# Puppy preschool



## daul77 (Jan 22, 2014)

Took Tucker ( almost 9 weeks ) to his first puppy class. Learning sit, stand, lay, look at me/focus. What an adventure. And yes kinda stressful. He didn't do to bad. He was a little over stimulated with all the other dogs and he needed a nap before we went but didn't. Luckily one of the trainers had freeze dried chicken liver which Tucker took to like crack. I couldn't get him to pay any attention to me with the treats I brought. Went like I thought it would from other posts I have read on here. Lots of trying to play and some paying attention to me. It was really hard trying to get Tucker to stay focused on me and or not try and run all over the place as the trainers are trying to show you what to do. Also realized that the trainers are able to get Tucker to do way more and a lot easier than I. Kinda made me mad. But I guess I'll keep on plugging away.


----------



## CatK (May 29, 2013)

Morris did badly at his first class (we walked too far to get there so he was over tired), then managed the rest of his classes well as I made sure he was slept, watered, fed, but all not too recently!

When he got older he (we) couldn't handle classes so we've moved onto 1-1 training.

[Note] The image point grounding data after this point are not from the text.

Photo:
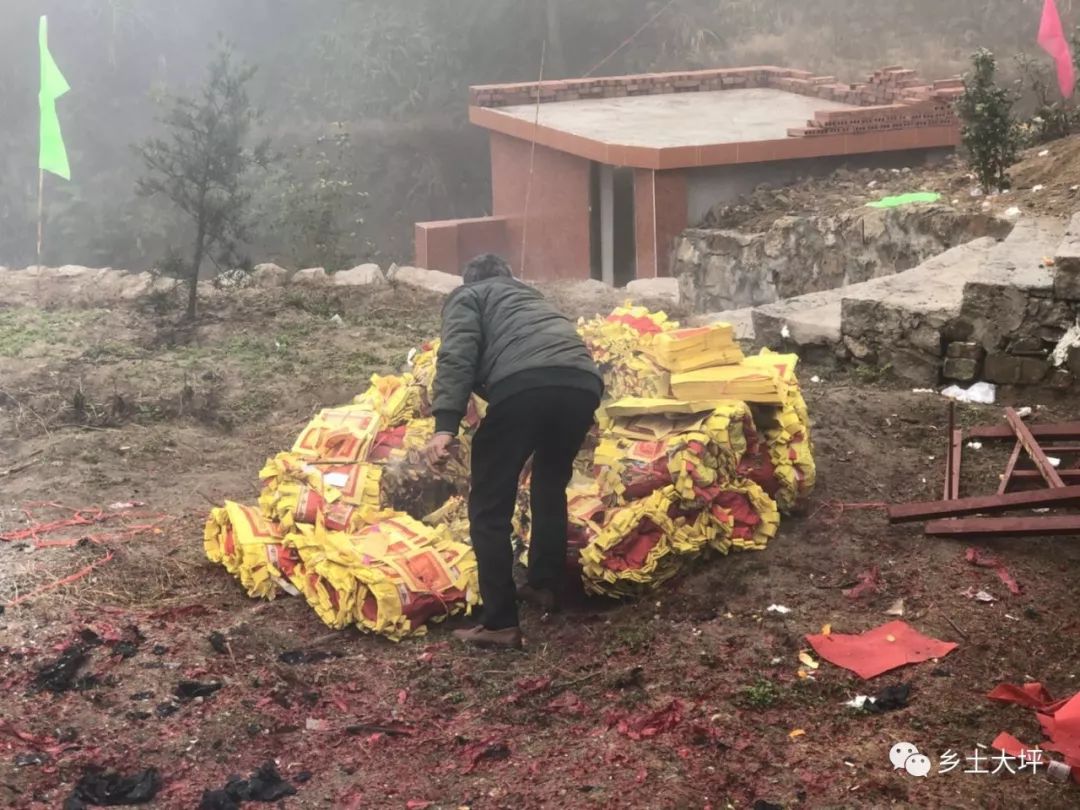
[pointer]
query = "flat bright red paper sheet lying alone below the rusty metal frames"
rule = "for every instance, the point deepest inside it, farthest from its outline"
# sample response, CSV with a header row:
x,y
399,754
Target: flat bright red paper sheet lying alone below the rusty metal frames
x,y
880,651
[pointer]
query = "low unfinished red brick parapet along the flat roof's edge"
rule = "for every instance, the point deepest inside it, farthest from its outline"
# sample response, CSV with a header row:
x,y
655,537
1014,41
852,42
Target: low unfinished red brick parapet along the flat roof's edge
x,y
892,99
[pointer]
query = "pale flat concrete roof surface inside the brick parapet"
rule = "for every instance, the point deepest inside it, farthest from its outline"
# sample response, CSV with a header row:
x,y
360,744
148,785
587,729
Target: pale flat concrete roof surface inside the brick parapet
x,y
680,119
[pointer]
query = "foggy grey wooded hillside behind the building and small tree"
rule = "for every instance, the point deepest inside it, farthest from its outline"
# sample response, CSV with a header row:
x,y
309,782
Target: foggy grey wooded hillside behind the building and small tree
x,y
366,101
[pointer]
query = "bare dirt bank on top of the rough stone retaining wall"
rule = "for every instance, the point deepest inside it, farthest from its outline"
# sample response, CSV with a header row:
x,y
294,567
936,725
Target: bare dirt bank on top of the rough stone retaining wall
x,y
1046,182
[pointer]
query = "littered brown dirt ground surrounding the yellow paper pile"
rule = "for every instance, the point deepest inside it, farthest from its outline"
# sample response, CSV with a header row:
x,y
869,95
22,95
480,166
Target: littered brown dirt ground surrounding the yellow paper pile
x,y
685,700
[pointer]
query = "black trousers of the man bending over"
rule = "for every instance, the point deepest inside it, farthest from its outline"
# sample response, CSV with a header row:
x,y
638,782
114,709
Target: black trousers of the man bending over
x,y
550,425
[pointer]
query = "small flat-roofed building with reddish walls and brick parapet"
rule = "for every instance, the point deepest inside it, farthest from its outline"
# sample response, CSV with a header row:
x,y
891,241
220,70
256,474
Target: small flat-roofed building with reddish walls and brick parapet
x,y
596,178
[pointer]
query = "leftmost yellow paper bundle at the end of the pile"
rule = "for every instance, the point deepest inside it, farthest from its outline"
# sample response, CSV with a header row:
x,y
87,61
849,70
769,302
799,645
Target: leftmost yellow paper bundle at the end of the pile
x,y
251,548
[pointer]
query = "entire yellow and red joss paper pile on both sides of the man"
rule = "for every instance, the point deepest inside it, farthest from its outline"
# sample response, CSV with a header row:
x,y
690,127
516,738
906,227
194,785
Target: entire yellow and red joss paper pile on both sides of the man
x,y
698,450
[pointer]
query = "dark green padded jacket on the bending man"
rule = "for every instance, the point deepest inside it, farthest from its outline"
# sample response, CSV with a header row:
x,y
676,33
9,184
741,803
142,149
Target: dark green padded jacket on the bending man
x,y
501,337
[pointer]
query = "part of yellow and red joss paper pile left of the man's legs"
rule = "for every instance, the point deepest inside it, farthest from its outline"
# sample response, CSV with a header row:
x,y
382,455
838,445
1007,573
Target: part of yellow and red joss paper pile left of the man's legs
x,y
325,529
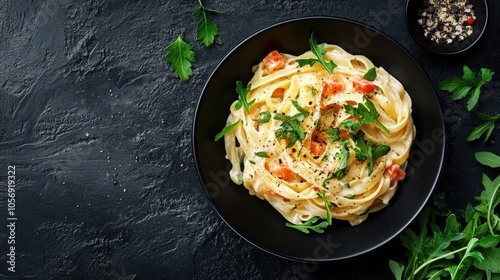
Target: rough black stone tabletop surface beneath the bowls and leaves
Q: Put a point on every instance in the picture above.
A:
(99, 130)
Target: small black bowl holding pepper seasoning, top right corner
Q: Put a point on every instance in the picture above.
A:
(480, 8)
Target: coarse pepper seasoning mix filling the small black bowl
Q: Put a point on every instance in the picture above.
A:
(448, 21)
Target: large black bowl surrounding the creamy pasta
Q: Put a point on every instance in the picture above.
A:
(256, 220)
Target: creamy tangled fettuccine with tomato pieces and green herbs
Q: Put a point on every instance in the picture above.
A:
(308, 132)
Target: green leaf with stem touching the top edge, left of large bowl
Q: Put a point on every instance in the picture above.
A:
(207, 30)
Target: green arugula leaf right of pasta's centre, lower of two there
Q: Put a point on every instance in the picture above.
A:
(368, 151)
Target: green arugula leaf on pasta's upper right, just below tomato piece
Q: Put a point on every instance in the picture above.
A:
(366, 113)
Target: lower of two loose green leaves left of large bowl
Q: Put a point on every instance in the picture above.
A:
(180, 56)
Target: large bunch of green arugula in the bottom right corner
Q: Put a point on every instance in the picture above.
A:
(462, 250)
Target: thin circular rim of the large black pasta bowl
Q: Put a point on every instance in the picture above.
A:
(434, 182)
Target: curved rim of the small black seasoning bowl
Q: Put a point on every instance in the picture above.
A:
(411, 30)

Good luck, every bit you can do is good for him, as long as you stay calm and relaxed. If it's massively stressful it's not worth it and will probably do more harm than good. You need to just enjoy each other at this point, it's still so early.


----------



## MeandMy3 (Feb 27, 2013)

I have taken all of our dogs through obedience training from puppy kindergarten through advanced novice. Our vizsla gave me a bit of trouble - so we stepped out, took a few months off, and now at a little over a year are back at it. Good luck!


----------



## daul77 (Jan 22, 2014)

So do you think I should be waiting on the structured classes. When I was there I felt out of place as he was A LOT younger than everyone else. He did seem overwhelmed also. Maybe do the basic obedience at home? Come, sit, lay down. Or would you not so that either?

Ken


----------



## MeandMy3 (Feb 27, 2013)

The classes have helped us immensely, but take them at your pup's pace. If you find that he is straggling, he may just need to mature a little before moving on. One of our labs had to repeat beginning obedience twice. The instructor passed her, but I just didn't feel like she was "getting" it. I was a bit embarrassed, but two years later, she is our best behaved dog. I know sometimes I worried, but then realized that my expectations were too high. I hope that helps!


----------



## CatK (May 29, 2013)

We went at 14 weeks as his injections weren't complete until then. I'd say fun 'training' at home is plenty when they're really little, but lots of love and consistent, gentle rules. I hope it's all going well!


----------



## daul77 (Jan 22, 2014)

Going really well thanks Catk. Picking up leave it, sit and lay down like a champ. Starting to look for his kennel to take naps come is ok, as long as he isn't to tired or more interested in whats going on when were outside. I need to figure out some more things to teach him because I don't want him getting bored doing the same stuff over and over again


----------